Selon une récente étude de Contribuables Associés, l'automobile, ainsi que toutes les dépenses qui y sont liées, rapporteraient jusqu'à 90 milliards d'euros par an à l'État. Pas millions, milliards ! Cela représenterait environ 2 900 € collectés chaque année pour chaque voiture appartenant à un foyer français. Et pour cause, tout ce qui touche de près ou de loin à un véhicule est taxé : l'achat, bien sûr, mais aussi l'assurance, le carburant, les péages, l'entretien, les réparations, le contrôle technique ou encore les accessoires.

Jusqu'à 90 milliards d'euros de recettes par an !

Pour retrouver les dernières données publiques officielles, il faut remonter à 2023. Il y a trois ans déjà, le montant total des recettes liées à l'automobile atteignait environ 82 milliards d'euros. Un chiffre qui vient renforcer les conclusions avancées par l'étude de Contribuables Associés. Et lorsque l'on regarde le détail, ce ne sont pas les taxes sur l'achat qui rapportent le plus, mais bien celles sur les carburants. À eux seuls, l'essence et le diesel génèrent près de 46 milliards d'euros de recettes fiscales chaque année. Arrivent ensuite toutes les taxes liées aux dépenses permettant de garder une voiture sur la route : réparations, entretien, pièces détachées ou contrôle technique. Une fois regroupés, ces différents postes représenteraient près de 11,8 milliards d'euros de recettes annuelles. Les taxes payées lors de l'achat d'une voiture atteindraient quant à elles environ 11 milliards d'euros par an. Enfin, les assurances automobiles rapporteraient près de 6 milliards d'euros chaque année à l'État.

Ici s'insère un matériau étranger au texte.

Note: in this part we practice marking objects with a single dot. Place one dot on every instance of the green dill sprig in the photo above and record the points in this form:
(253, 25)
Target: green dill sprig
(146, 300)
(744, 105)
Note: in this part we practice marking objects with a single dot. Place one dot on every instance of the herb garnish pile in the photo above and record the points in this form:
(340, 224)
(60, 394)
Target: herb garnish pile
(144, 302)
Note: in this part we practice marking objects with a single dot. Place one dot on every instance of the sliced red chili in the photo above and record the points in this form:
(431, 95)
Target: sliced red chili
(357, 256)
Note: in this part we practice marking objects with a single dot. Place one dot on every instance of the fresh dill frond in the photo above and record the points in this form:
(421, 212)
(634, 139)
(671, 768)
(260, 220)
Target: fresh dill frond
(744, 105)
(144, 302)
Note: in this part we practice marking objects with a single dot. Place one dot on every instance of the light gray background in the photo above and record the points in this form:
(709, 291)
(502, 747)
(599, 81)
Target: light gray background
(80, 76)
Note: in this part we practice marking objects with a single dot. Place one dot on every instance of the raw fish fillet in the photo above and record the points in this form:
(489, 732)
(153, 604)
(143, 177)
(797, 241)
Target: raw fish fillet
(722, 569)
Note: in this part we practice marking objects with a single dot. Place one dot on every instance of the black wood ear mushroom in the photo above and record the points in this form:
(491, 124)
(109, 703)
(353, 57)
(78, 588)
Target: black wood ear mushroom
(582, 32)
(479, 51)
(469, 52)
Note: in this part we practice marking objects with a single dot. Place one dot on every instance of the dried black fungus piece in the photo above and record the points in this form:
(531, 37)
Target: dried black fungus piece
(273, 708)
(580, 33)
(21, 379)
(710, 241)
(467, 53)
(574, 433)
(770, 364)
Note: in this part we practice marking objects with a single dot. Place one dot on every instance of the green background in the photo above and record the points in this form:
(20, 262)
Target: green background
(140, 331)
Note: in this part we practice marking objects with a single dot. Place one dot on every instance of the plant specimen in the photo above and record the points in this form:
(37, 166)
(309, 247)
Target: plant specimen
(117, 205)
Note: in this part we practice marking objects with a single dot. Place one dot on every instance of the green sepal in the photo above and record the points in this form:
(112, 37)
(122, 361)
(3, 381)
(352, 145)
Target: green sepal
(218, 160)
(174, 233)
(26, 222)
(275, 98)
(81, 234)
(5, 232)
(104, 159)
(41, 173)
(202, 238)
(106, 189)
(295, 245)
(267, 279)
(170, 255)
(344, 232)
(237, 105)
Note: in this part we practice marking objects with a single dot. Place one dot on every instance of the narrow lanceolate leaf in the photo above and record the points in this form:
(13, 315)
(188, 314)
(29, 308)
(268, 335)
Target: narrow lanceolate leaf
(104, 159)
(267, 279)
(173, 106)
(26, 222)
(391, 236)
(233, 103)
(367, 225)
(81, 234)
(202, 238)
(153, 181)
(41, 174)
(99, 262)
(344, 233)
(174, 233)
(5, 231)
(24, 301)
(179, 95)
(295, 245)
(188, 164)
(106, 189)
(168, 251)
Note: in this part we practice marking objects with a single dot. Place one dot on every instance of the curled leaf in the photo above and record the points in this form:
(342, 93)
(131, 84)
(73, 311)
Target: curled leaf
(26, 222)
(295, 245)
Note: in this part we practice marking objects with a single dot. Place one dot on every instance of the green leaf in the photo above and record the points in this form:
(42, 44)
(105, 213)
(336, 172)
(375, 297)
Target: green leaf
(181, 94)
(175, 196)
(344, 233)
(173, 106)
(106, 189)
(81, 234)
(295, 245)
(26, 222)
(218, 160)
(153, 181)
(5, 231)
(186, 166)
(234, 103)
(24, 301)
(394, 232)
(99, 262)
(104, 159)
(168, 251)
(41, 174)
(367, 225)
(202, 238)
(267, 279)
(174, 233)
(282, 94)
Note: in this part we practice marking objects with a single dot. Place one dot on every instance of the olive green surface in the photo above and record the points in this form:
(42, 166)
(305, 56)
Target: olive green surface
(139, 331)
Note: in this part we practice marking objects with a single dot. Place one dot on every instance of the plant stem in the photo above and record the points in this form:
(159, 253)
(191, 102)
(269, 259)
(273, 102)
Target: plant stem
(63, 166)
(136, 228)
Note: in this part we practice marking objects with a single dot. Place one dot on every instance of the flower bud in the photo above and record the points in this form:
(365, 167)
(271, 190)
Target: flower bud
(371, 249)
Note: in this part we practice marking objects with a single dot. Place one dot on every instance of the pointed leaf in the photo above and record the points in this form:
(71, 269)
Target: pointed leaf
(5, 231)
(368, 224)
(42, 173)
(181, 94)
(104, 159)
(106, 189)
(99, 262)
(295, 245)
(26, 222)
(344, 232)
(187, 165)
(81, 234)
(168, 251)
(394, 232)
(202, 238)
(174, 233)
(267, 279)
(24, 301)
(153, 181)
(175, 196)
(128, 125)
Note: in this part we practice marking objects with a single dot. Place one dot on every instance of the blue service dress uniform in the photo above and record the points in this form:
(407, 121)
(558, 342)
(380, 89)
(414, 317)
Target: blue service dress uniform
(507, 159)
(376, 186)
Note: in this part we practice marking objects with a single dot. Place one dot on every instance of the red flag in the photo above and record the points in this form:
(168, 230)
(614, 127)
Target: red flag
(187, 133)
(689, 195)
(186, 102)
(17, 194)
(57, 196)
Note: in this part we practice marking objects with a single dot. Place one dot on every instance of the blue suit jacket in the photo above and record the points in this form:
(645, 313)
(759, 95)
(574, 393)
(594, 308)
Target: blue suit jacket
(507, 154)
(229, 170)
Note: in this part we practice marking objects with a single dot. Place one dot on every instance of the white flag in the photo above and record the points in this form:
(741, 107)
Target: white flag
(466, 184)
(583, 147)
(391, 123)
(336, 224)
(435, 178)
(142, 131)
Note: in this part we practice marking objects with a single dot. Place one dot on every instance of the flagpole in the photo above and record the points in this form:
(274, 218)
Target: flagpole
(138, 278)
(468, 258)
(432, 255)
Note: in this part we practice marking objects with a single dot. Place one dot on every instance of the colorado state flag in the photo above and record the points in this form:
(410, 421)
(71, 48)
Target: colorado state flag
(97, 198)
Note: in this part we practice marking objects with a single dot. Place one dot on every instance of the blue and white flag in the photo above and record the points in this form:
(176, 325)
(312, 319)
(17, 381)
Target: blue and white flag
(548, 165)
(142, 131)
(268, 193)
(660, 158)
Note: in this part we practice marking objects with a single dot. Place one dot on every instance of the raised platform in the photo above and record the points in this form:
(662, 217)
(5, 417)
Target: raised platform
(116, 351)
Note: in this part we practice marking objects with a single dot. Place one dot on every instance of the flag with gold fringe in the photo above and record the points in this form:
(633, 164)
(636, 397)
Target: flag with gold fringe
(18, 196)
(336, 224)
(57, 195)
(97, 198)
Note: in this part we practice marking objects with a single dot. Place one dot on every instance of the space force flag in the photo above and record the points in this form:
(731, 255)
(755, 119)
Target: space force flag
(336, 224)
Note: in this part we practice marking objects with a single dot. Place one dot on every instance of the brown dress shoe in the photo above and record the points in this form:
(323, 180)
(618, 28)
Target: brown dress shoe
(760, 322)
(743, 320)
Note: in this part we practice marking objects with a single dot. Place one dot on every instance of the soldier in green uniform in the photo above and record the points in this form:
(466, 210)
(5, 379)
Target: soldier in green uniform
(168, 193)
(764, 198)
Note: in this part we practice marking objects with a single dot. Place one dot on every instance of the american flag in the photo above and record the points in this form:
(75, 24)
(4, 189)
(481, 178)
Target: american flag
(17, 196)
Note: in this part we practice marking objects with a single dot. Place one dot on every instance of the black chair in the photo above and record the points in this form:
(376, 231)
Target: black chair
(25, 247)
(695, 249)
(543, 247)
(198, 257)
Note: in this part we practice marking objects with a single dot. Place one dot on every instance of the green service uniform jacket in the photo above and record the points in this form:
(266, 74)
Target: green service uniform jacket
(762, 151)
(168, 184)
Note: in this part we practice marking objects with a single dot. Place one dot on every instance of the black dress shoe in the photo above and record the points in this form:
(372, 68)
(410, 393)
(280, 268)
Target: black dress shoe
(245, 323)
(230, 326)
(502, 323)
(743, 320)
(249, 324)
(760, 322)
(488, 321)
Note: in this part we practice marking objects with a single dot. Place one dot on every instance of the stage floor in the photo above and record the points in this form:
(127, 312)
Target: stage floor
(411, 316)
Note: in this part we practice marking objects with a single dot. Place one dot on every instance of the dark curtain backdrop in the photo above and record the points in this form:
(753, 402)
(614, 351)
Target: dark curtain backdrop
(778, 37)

La voiture, un objet unique en son genre

La voiture est-elle réellement un objet surtaxé en France ? Difficile de répondre précisément. Mais il faut reconnaître qu'il existe peu d'objets du quotidien entourés d'autant de taxes secondaires liées à leur simple utilisation. Peu d'objets nécessitent autant de dépenses régulières tout en étant utilisés quasiment tous les jours. Le débat autour de la fiscalité automobile est donc loin d'être terminé, d'autant que le secteur est en pleine transformation. Avec l'augmentation progressive du nombre de voitures électriques, les pouvoirs publics vont devoir trouver de nouvelles solutions pour compenser la baisse des recettes générées par l'essence et le diesel. Car aujourd'hui encore, ce sont bien les carburants qui rapportent le plus à l'État. Reste à voir quelles nouvelles taxes pourraient un jour apparaître pour remplacer cette manne fiscale.